If you’re a woman, chances are you’ve had at least one urinary tract infection (UTI) in your lifetime. UTIs are one of the most common infections, responsible for more than 7 million doctor visits a year in the U.S. They occur most often in young sexually active women, but recur more frequently again after menopause. Men get them, too, though much less often.
Most UTIs are caused by bacteria (usually E. coli) that make their way through the urethra—the tube that carries urine out of the body—into
the bladder, where they multiply. This may result in a bladder infection called cystitis. Infrequently, bacteria migrate from the bladder to the kidneys, which can lead to a kidney infection (pyelonephritis), a more serious problem. In men, bacteria can also get into the prostate, causing prostatitis.
The signs of cystitis are a frequent and urgent need to urinate, accompanied by pain and burning. Your urine may be cloudy, even slightly tinged with blood. You may also have some lower abdominal pain and not feel well overall. Fever is rarely associated with cystitis, but is typical with pyelonephritis and prostatitis.
Are you at risk?
Frequent intercourse, use of a diaphragm and/or spermicide, obesity, incontinence (urinary and fecal), pregnancy, or a bladder that doesn’t fully empty can all contribute to UTIs in women.
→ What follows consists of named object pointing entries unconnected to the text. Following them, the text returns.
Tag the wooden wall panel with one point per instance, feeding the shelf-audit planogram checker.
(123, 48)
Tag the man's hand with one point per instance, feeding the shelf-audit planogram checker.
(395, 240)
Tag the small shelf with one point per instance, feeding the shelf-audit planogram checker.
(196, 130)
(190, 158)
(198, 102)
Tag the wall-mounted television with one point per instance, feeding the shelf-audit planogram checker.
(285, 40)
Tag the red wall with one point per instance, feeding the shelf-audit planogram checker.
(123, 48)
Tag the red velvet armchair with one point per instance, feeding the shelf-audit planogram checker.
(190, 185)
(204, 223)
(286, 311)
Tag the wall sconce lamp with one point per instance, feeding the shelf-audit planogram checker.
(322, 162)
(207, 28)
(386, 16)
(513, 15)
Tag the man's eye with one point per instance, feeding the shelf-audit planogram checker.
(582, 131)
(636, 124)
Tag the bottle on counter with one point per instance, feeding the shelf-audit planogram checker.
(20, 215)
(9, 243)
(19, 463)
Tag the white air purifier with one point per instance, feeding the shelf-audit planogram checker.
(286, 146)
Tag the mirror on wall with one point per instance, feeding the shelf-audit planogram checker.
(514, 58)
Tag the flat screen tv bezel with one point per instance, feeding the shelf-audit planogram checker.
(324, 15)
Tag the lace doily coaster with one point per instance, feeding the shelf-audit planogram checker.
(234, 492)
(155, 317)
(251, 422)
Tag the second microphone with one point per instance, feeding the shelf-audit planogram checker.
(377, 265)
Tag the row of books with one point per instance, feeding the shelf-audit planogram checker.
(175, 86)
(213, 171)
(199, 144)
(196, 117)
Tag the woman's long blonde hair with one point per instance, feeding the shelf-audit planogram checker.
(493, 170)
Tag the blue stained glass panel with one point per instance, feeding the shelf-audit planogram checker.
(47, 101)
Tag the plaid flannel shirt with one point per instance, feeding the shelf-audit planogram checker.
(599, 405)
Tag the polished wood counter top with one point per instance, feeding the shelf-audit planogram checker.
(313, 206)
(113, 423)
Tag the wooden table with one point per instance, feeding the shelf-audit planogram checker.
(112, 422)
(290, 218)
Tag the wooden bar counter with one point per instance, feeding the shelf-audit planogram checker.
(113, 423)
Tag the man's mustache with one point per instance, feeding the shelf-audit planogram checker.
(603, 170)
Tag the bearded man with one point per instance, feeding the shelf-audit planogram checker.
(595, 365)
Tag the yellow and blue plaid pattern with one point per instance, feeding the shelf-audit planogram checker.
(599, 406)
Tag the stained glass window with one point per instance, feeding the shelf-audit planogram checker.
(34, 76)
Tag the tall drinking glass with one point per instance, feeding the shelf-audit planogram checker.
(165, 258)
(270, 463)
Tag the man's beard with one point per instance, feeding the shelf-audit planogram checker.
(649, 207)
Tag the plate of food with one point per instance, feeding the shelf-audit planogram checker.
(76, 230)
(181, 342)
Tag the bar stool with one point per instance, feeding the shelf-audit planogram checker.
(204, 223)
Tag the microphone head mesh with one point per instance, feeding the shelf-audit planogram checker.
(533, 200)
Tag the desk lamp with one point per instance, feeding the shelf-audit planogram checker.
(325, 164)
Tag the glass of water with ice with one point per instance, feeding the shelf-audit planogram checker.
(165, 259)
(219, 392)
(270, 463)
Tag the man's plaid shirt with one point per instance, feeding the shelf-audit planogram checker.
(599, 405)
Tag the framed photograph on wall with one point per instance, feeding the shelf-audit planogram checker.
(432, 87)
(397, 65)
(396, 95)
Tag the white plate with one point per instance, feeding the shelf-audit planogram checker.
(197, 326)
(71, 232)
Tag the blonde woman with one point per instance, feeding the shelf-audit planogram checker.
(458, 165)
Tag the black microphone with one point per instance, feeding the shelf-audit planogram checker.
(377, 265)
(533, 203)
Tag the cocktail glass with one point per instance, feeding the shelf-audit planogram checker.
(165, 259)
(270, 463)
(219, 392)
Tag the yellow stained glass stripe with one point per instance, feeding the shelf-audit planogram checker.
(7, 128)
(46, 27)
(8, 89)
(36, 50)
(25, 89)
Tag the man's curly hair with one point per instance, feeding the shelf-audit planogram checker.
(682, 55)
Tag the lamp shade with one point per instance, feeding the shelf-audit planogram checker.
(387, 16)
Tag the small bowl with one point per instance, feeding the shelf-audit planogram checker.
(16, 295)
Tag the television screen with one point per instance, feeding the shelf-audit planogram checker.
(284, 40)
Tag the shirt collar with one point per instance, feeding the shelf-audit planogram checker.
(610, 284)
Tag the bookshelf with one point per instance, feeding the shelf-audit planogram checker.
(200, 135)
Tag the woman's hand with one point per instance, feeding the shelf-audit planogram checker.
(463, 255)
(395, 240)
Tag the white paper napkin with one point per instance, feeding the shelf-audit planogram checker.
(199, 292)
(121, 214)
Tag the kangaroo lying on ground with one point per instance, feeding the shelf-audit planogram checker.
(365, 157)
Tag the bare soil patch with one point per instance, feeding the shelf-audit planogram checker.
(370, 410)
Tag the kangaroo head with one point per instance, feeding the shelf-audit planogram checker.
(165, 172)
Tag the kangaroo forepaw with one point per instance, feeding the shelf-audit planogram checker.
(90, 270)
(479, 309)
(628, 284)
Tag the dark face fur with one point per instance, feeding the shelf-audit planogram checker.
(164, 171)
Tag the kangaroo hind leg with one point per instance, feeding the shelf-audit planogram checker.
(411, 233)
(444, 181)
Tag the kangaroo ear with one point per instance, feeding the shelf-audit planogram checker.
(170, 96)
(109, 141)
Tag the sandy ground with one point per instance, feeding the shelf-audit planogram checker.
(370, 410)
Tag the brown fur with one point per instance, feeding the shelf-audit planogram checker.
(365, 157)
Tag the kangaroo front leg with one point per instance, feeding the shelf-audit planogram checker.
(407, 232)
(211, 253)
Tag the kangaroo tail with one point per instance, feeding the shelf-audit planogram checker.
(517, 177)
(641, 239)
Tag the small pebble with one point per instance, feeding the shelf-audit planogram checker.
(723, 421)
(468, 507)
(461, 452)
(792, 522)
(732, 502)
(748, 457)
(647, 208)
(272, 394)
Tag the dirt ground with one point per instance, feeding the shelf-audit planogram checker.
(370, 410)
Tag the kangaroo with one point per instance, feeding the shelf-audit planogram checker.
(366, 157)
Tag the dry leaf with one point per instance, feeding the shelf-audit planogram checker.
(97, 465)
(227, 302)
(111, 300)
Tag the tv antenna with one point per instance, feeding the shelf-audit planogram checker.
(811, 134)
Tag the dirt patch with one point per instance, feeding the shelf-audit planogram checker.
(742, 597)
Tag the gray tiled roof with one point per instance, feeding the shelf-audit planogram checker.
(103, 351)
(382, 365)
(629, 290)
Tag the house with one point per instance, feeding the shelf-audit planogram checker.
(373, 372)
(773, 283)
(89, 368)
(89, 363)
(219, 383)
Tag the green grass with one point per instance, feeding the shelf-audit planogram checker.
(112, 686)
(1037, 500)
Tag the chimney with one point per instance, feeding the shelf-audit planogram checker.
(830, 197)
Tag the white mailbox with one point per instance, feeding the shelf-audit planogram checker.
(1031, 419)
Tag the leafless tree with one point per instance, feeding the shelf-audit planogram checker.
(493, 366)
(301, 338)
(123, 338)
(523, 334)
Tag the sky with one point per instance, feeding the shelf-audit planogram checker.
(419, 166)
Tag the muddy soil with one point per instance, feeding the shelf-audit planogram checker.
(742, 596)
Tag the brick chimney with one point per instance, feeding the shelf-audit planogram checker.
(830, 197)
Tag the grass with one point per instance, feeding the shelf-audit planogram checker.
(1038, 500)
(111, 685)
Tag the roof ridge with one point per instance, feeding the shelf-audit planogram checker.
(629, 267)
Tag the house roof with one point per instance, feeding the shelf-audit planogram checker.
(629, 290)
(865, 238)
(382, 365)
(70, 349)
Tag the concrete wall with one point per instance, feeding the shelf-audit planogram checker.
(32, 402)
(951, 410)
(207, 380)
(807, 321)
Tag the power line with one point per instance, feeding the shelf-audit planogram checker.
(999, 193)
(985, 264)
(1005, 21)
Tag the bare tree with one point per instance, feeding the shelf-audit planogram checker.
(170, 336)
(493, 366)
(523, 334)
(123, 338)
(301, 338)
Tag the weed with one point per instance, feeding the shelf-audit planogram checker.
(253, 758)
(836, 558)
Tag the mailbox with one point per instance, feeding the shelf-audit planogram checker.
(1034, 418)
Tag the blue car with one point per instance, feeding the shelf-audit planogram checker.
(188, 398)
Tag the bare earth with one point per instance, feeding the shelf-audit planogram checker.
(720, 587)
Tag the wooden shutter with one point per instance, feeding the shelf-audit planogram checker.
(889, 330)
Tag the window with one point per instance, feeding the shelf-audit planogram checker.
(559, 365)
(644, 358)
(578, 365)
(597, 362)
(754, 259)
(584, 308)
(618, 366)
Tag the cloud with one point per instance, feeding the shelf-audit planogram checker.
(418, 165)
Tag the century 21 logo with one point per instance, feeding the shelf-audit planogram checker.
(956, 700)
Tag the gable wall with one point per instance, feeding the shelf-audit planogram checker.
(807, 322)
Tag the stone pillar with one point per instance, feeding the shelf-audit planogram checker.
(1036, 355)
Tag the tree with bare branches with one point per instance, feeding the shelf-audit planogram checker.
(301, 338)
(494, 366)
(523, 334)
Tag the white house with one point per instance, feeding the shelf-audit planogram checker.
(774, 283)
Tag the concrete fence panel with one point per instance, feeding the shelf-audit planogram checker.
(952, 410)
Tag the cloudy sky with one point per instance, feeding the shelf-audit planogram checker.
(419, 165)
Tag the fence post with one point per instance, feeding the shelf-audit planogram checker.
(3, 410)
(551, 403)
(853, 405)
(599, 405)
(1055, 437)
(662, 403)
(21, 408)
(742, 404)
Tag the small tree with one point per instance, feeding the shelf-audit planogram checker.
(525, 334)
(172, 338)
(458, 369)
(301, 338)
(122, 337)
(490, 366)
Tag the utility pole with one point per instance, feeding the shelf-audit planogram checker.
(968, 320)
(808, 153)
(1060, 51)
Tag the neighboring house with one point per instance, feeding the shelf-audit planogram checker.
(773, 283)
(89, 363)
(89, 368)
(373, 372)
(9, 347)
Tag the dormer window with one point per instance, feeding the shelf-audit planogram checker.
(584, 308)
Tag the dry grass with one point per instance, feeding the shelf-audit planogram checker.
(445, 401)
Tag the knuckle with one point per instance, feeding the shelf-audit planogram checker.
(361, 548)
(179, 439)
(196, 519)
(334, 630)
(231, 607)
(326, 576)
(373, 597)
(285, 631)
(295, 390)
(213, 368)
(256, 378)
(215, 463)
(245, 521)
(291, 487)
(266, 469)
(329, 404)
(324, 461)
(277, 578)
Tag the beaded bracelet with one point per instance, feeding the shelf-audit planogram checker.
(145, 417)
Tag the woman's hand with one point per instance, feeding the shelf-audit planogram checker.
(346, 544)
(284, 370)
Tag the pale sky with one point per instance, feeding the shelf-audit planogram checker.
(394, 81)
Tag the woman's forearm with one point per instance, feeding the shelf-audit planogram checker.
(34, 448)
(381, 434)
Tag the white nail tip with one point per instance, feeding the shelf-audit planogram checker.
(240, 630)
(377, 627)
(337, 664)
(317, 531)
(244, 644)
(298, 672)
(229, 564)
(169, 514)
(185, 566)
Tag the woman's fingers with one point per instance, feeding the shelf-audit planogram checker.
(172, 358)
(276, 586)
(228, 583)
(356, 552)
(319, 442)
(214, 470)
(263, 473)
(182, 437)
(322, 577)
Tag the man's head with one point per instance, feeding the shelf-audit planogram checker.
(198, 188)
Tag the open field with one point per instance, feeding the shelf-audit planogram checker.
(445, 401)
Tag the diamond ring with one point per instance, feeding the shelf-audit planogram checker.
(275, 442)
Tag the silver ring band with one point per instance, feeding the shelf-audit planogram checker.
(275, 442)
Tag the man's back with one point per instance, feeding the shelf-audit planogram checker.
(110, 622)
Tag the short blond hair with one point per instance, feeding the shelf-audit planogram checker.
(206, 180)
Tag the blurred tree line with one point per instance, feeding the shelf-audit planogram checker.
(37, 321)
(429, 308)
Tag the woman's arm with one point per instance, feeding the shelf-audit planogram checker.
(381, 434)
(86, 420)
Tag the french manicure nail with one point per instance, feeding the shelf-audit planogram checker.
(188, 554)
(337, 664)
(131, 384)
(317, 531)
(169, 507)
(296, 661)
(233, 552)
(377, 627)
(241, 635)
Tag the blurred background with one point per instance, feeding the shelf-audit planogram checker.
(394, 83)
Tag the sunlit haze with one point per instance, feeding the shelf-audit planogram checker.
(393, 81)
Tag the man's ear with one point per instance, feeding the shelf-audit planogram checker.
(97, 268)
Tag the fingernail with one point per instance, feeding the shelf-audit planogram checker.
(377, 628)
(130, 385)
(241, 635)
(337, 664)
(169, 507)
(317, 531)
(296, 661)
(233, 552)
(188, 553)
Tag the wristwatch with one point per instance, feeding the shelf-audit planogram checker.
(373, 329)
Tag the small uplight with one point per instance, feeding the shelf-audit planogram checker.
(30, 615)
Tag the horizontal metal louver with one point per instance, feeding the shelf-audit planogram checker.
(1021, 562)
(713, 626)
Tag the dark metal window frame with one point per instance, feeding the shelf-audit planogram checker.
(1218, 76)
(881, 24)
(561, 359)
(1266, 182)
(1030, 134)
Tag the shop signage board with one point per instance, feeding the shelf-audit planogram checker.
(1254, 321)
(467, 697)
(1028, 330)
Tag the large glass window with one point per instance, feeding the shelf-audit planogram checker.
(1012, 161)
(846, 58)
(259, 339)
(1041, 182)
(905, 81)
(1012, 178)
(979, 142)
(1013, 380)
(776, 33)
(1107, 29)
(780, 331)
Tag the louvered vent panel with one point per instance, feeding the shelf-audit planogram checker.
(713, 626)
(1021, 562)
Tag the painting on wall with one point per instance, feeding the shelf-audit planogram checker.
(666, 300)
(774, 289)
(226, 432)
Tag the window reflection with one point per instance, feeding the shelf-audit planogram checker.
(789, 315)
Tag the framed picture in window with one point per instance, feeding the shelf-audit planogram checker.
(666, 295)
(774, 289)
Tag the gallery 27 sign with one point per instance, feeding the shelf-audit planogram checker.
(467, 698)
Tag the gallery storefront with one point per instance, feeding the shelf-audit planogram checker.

You may be more susceptible if your mother had UTIs. If you’ve had several episodes, recurrences are likely.
The increased risk in postmenopausal women is probably due to reduced estrogen, which has an effect on the quantity and types of bacteria living in the vagina and the area around the urethral opening. Compared to premenopausal women, older women tend to have lower levels of Lactobacillus, in particular. These “good” bacteria lower the pH of the vagina, making it less hospitable to E. coli and other “bad” bacteria, and thus help prevent their spread to the urinary tract.
Risk factors for men include having unprotected vaginal intercourse with a partner who has a UTI or unprotected anal sex. Men don’t get nearly as many UTIs as women, perhaps because of the greater distance between the opening of the urethra and the anus. Plus, the urethra is much longer in men (making it harder for bacteria to migrate), and prostatic fluid has antibacterial properties. In older men, UTIs are often associated with enlargement of the prostate. People who have catheters placed in their urethras are very vulnerable to infections. Kidney or bladder stones and anatomical abnormalities also increase risk in both men and women.
Testing: A home advantage?
A simple dipstick urinalysis at the doctor’s office can help diagnose a UTI; the urine may also be cultured to see which specific organism is responsible for the infection and thus determine which antibiotic should be used to treat it. Urinary analgesics, such as phenazopyridine (Pyridium), can provide some immediate relief of symptoms but do not treat the infection.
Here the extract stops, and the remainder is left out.